I ran some tests and the results leave me quite puzzled. So I created simultaneously 10 files. 1GB each. But all the load went on sda . Leaving sdb , sdc and sdd with a moderate 20% load.
The command:
for i in {1..10}; do
file=$(mktemp /galaxy/XXXXXXX)
echo $file >> /galaxy/dd.files
dd if=/dev/zero of=$file bs=1G count=1 &
echo $! >> /galaxy/dd.pids
done
You are producing stats of the disks, but the stripe is made with partitions on those disks.. Are there other partitions on those disks. Also, what filesystem was created on the striped md device and where is it mounted?

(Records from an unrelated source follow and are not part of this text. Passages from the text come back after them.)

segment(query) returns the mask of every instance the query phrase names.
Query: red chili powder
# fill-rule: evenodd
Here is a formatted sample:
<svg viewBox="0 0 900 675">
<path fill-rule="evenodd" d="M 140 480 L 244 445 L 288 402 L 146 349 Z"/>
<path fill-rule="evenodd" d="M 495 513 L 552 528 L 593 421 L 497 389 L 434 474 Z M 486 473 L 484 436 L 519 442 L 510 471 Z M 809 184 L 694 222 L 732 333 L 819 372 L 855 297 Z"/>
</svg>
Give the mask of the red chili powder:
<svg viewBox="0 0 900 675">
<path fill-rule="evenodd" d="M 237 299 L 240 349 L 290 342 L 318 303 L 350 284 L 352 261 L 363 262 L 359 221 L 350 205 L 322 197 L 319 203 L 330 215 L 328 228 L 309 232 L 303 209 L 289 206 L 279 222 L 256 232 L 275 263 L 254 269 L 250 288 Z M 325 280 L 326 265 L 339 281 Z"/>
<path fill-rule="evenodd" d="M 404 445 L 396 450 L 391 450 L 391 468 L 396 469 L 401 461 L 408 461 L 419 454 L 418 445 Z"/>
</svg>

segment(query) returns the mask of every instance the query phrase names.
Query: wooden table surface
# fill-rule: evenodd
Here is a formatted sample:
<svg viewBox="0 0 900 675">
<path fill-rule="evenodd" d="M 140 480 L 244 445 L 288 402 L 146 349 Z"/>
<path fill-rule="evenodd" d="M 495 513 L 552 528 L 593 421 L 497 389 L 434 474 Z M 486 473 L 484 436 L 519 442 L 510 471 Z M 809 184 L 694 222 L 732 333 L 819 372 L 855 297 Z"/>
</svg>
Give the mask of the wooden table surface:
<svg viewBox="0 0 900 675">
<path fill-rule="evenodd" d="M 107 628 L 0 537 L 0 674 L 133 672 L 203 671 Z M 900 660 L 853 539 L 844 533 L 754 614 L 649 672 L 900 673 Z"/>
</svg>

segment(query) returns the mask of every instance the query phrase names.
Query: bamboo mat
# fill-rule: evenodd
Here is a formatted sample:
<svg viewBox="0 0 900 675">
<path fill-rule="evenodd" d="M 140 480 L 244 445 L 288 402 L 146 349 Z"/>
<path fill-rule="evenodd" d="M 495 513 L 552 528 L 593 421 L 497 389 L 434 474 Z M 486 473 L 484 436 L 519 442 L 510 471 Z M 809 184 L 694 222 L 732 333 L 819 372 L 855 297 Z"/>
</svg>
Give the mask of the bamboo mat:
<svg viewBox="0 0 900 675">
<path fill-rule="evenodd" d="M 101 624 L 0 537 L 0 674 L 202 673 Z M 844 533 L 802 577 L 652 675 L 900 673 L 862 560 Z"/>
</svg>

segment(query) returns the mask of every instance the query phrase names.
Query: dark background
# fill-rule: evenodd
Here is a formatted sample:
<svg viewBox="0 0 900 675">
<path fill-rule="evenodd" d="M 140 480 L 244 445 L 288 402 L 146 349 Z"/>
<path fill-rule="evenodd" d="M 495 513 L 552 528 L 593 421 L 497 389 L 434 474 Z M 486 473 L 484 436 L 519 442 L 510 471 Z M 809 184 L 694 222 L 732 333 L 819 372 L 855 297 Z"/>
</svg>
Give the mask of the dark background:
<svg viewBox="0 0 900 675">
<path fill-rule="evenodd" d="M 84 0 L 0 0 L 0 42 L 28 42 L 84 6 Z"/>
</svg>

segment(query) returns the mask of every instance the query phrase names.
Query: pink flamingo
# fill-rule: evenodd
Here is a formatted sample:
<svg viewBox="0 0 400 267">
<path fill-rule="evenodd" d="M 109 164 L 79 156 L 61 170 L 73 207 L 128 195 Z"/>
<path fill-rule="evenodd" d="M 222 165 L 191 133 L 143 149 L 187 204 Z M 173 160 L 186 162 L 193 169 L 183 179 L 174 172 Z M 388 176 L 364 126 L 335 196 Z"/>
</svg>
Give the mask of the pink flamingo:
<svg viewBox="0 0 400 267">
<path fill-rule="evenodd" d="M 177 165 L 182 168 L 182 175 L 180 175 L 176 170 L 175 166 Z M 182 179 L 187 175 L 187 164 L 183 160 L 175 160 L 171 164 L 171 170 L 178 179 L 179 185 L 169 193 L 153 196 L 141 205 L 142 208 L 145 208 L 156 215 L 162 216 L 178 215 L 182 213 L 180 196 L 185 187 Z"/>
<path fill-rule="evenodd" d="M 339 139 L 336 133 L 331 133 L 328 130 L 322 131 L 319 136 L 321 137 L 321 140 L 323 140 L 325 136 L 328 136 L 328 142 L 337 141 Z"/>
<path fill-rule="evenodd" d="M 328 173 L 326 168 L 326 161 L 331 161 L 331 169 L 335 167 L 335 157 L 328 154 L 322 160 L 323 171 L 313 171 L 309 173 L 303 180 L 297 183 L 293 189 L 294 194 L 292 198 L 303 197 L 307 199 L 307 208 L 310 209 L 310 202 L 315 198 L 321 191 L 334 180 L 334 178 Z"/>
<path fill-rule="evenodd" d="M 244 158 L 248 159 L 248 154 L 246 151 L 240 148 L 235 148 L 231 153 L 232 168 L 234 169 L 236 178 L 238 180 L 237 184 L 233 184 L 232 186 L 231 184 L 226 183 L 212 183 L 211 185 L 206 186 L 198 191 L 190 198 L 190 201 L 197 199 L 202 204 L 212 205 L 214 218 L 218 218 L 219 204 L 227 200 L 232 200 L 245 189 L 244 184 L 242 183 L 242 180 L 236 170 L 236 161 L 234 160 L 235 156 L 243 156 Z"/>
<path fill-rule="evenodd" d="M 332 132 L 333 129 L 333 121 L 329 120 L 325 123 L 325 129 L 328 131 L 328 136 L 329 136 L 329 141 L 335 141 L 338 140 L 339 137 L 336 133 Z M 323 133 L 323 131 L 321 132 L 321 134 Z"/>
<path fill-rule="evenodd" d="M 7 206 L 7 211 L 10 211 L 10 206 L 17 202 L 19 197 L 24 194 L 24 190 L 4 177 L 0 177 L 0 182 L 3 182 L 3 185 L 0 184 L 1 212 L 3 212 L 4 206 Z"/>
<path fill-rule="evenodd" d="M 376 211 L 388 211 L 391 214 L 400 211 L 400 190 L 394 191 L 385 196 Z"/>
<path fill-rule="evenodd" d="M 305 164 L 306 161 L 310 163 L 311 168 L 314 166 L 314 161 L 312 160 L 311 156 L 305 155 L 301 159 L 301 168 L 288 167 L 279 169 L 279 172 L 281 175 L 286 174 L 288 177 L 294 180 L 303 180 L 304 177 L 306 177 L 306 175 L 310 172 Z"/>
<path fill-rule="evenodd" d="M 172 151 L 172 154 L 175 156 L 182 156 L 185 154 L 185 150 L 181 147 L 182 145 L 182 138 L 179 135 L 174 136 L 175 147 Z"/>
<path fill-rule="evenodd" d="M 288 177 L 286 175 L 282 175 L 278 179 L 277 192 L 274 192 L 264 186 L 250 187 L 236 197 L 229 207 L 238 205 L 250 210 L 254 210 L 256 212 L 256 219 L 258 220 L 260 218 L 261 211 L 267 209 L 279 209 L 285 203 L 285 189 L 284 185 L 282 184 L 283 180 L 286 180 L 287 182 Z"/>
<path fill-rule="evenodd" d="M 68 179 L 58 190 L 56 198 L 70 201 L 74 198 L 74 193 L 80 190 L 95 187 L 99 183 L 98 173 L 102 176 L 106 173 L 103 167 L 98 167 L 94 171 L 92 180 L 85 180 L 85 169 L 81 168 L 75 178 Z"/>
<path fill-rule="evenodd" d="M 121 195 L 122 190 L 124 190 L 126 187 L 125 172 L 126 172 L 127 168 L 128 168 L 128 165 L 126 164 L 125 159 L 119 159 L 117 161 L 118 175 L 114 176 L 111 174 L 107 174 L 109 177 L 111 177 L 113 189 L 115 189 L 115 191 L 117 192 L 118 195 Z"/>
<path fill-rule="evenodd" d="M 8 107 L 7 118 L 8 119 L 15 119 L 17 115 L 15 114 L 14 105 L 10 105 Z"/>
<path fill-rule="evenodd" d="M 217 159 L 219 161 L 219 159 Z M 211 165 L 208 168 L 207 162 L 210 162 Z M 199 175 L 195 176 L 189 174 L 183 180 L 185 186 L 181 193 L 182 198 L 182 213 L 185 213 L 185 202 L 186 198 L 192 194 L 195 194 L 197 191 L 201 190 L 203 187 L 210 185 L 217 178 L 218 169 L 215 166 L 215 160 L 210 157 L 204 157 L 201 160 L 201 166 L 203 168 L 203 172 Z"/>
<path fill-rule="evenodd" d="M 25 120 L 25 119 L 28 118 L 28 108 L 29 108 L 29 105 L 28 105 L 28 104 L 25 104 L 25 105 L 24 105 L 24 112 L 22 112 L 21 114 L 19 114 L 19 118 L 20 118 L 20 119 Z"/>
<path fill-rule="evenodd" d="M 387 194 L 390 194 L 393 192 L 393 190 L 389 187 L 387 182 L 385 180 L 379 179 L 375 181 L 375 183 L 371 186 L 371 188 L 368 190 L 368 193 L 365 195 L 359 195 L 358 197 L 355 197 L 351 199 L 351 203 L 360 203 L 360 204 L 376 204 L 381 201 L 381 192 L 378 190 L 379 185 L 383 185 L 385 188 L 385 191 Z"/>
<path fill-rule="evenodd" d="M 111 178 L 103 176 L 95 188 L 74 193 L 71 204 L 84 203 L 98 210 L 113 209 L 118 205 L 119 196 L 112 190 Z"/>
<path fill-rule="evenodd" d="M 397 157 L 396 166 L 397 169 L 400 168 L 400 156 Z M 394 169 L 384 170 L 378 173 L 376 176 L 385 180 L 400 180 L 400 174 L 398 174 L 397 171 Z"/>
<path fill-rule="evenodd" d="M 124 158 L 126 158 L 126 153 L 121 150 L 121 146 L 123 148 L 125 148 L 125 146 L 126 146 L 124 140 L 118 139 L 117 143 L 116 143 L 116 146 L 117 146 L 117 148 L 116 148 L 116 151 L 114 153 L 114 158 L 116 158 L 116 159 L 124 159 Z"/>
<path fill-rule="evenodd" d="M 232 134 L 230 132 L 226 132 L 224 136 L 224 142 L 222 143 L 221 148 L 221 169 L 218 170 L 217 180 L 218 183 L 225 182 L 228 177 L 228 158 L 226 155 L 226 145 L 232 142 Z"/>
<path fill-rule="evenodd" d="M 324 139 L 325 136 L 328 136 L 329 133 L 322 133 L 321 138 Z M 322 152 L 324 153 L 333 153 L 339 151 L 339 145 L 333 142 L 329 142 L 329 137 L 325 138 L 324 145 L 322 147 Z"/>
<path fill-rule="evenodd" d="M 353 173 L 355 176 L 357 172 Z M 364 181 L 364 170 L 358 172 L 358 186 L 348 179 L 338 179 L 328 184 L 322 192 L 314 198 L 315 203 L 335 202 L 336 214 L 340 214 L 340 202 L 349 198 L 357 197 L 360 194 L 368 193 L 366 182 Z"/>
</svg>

/dev/zero is a character (c) device on the root filesystem in the directory /dev
sda contains / , /tmp , /usr , /var and swap . sdb , sdc and sdd contain only 1 partition each: sdb1 , sdc1 and sdd1 . md0 is made of sdb1 , sdc1 and sdd1
Disk /dev/sda: 2000GB
Number Start End Size File system Name Flags
1 17.4kB 2000MB 2000MB ext4 boot
2 2000MB 4000MB 2000MB ext4
3 4000MB 9000MB 5000MB ext4
4 9000MB 14.0GB 5000MB ext4
5 14.0GB 22.0GB 8000MB linux-swap(v1)
6 22.0GB 32.0GB 10.0GB ext4
7 32.0GB 2000GB 1968GB ext4 lvm
Disk /dev/sdb: 2000GB
Number Start End Size Type File system Flags
1 512B 2000GB 2000GB primary raid
Disk /dev/sdc: 2000GB
Number Start End Size Type File system Flags
1 512B 2000GB 2000GB primary raid
Disk /dev/sdd: 2000GB
Number Start End Size Type File system Flags
1 512B 2000GB 2000GB primary raid
Disk /dev/md0: 6001GB
Number Start End Size File system Flags
1 0.00B 6001GB 6001GB ext4
---------- Post updated at 17:36 ---------- Previous update was at 17:13 ----------
I found the problem.
The reason why sda is under heavy stress when using dd on md0(sdb,sdc,sdd) is the swap.
for i in {1..10}; do
dd if=/dev/zero of=$(mktemp /galaxy/XXXXXXX) bs=1G count=1 &
done
Using 10 times dd with bs=1G require 10G memory which I don't have. So the system uses the swap on sda and md0 is quietly waiting doing nothing.
for i in {1..10}; do
dd if=/dev/zero of=$(mktemp /galaxy/XXXXXXX) bs=256M count=4 &
done
Using 10 times dd with bs=256M require 2.5G memory which I have. So all the stress is on md0 .